Wall Street Journal Review

‘The Bear’ Review: Food Fight at the Sandwich Shop

Hulu’s new dramedy turns a top chef’s takeover of his family’s struggling Italian sandwich place into something special

By John Anderson

There are no furry woodland creatures on the menu at the Original Beef of Chicagoland, the centerpiece of “The Bear,” Hulu’s delicious eight-part dramedy that viewers will consume like a tray of hot hors d’oeuvres. Being set in a restaurant qualifies the show as a family story—everyone is distinctive, everyone has a role, everyone has a history, but all are bound together by a central purpose that not only defines them, but occasionally—no, frequently—makes them ferocious.

The bear of the title is metaphorical shorthand for the complicated inheritance of Carmen Berzatto (Jeremy Allen White, “Shameless”), a star in the fine-dining world of New York who comes home to Chicago after his brother kills himself and leaves Carmen the family’s Italian beef sandwich shop. Along with the eatery come side orders of emotional turmoil, ornate Berzatto history, irascible employees, the usual resentments expressed toward a successful prodigal’s reluctant return to the fold, and Carmy’s readjustment to the crustier side of Chicago. He immediately wants to make the place better. But “better” is subjective, especially in a restaurant—it barely qualifies—that can’t afford much, least of all the alienation of a faithful base. And where Carmen’s aspirations outstrip the possibilities at what is, at root, a fast-food joint.

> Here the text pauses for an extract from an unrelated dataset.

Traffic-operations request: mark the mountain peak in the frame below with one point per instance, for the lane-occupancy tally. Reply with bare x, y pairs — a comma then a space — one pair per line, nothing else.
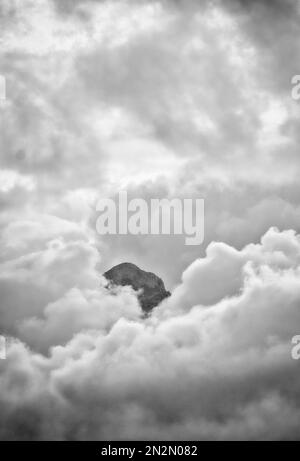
152, 287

Brilliantly photographed by Andrew Wehde—the kitchen is probably bigger than it ever would be in such a place, but he makes it jammed, crammed and frantic—“The Bear” was created by Christopher Storer and has the winning menu item of people doing things well. Original Beef is a mess when Carmen gets there, but the cooking is lovely to watch once he gets things on track. What’s even lovelier is the way Carmen’s imposition of elevated standards changes the staff. Tina (Liza Colón-Zayas), the longtime prep cook, is reflexively resistant to change, but once she starts tasting Carmen’s food, she’s transformed. Marcus (Lionel Boyce), who’s been content with baking mediocre sandwich buns, is inspired by yeast, buttercream and Carmen’s professionalism, to the point that his doughnut creations begin getting in the way of his job. The way Carmy insists that they all call each other “Chef” gives everyone a renewed sense of self-respect; amid the chaos of small business, the food business and the indebtedness business, they feel like they’re on a unified mission.

The outlier is Richie (Ebon Moss-Bachrach), who was best friends with Carmen’s brother, Michael, until the latter blew his brains out. Richie is the naysayer about everything that Carmen tries to do, sprinkles his repartee with homophobic epithets, basically gets in the way, but was the one who held Original Beef together while Michael was hitting the skids. Michael never let Carmen work in the restaurant for reasons unknown, but in a stirring soliloquy late in the series, Carmen spells out how Michael’s rejection drove him to become the chef he is. And it’s not the only showcase of actorly talent: Richie’s phone conversation early on with his 5-year-old daughter shows how well Mr. Moss-Bachrach can do heartbreaking as well as abrasive. Mr. Storer seems determined to give each performer a moment, whether it arrives in an aria or a duet.

One of the best is a late-inning, late-evening conversation between Marcus and Sydney (the spectacular Ayo Edebiri) that is so natural it seems unscripted, which is a credit to both the actors and the writers (who include Mr. Storer and his co-executive producer, Joanna Calo, both of whom direct different episodes). The characters often behave in ways that seem extreme, but the tone of “The Bear” emanates from the precarious position the shop is in, the clash of cultures in the kitchen, and street-level violence that seems at all times imminent. Then someone like the meat chef Ebraheim (a terrific Edwin Lee Gibson) says something dryly hilarious and the pressure is released from the cooker.

Sydney? “The Bear” is arguably her show. A graduate of the Culinary Institute of America, she arrives at Original Beef with hopes of working beside the celebrated Carmen, but her options elsewhere seem limited. She progresses quickly from helpful to intrusive to obsessive—she writes a business plan for Carmen, replete with binder, all of which makes perfect sense, though her sense of timing doesn’t. Very young, she already has a track record of micromanagement that’s led to business failures and dismissals. But she is, like Carmen, a culinary genius. Which he recognizes. As does Richie. Let the food fight commence.